Thou couldst not stay;
Who gave, took thee away.
Come, child, and whisper peace to me,
Say, must I wait, or come to thee?
I list to hear
Thy message clear.

VIII.
“Cease, cease, new grief to borrow!”
Last night I heard her say;
“For sorrow hath no morrow,
‘T is born of yesterday.
Translated thou shalt be,
My cloudless daylight see,
And bathe, as I, in fairest morrows endlessly.”

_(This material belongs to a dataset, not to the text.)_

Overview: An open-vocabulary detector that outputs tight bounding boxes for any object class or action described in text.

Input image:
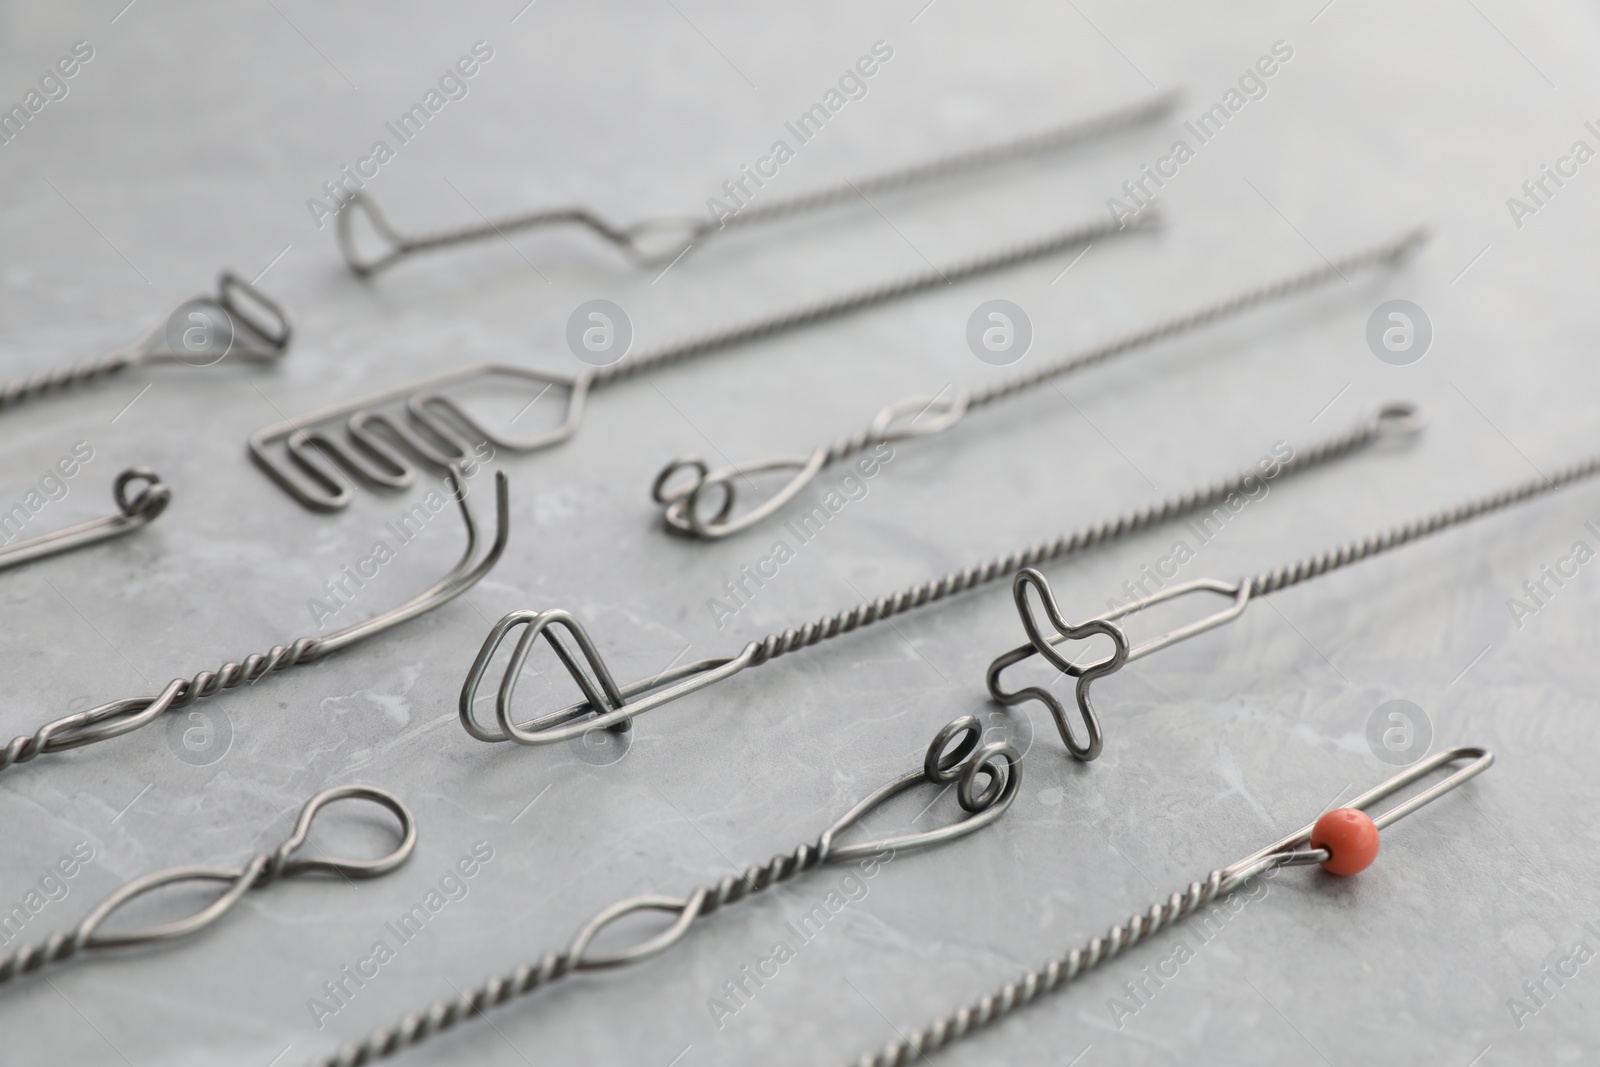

Shall not from these remains,
From this low mound, dear ashes of the dead,
The violet spring!

PERSIUS.

XIX.

O DEATH! thou utterest deeper speech,
A tenderer, truer tone,
Than all our languages can reach,
Though all were voiced in one.
Thy glance is deep, and, far beyond
All that our eyes do see,
Assures to fairest hopes and fond
Their immortality.

Sing, sing, the Immortals,
The Ancients of days,
Ever crowding the portals
Of Time’s peopled ways;
These Babes ever stealing
Into Eden’s glad feeling,
The fore-world revealing,
God’s face ne’er concealing.

XX.
VOYAGER across the seas,
In my arms thy form I press;
Come, my Baby, me to please,
Blue-eyed nurseling, motherless!

All is strange and beautiful,
Every sense finds glad surprise,
Life is lovely, wonderful,
Faces fair, and beaming eyes.

Safe, ye angels, keep this child,
Life-long guard her innocence,
Winsome ways, and temper mild;
Heaven, our home, be her defence!

O, how thy worth with manners may I sing,
When thou art all the better part of me?
What can mine own praise to mine own self bring?
And what is’t but mine own when I praise thee?

SHAKESPEARE.

XXI.
DEAR Heart! if aught to human love I’ve owed
For noble furtherance of the good and fair;
Climbed I, by bold emprise, the dizzying stair
To excellence, and was by thee approved,
In memory cherished and the more beloved;
If fortune smiled, and late-won liberty,—
‘T was thy kind favor all, thy generous legacy.
Nor didst thou spare thy large munificence
Me here to pleasure amply and maintain,
But conjured from suspicion and mischance,
Exile, misapprehension, cold disdain,
For my loved cloud-rapt dream, supremacy;
To bright reality transformed romance,
Crowning with smiles the hard-earned victory.

The hills were reared, the valleys scooped in vain,
If Learning’s altars vanish from the plain
.”
CHANNING.

XXII.
CALM vale of comfort, peace, and industry,
Well doth thy name thy homebred traits express!—
Considerate people, neighborly and free,
Proud of their monuments, their ancestry,
Their circling river’s quiet loveliness,
Their noble townsmen’s fame and history.
Nor less I glory in each goodly trait,
Child of another creed, a stricter State;
I chose thee for my haunt in troublous time,
My home in days of late prosperity,
And laud thee now in this familiar rhyme;
Here on thy bosom the last summons wait
To scenes, if lovelier, still reflecting thee,
Resplendent both in hope and memory.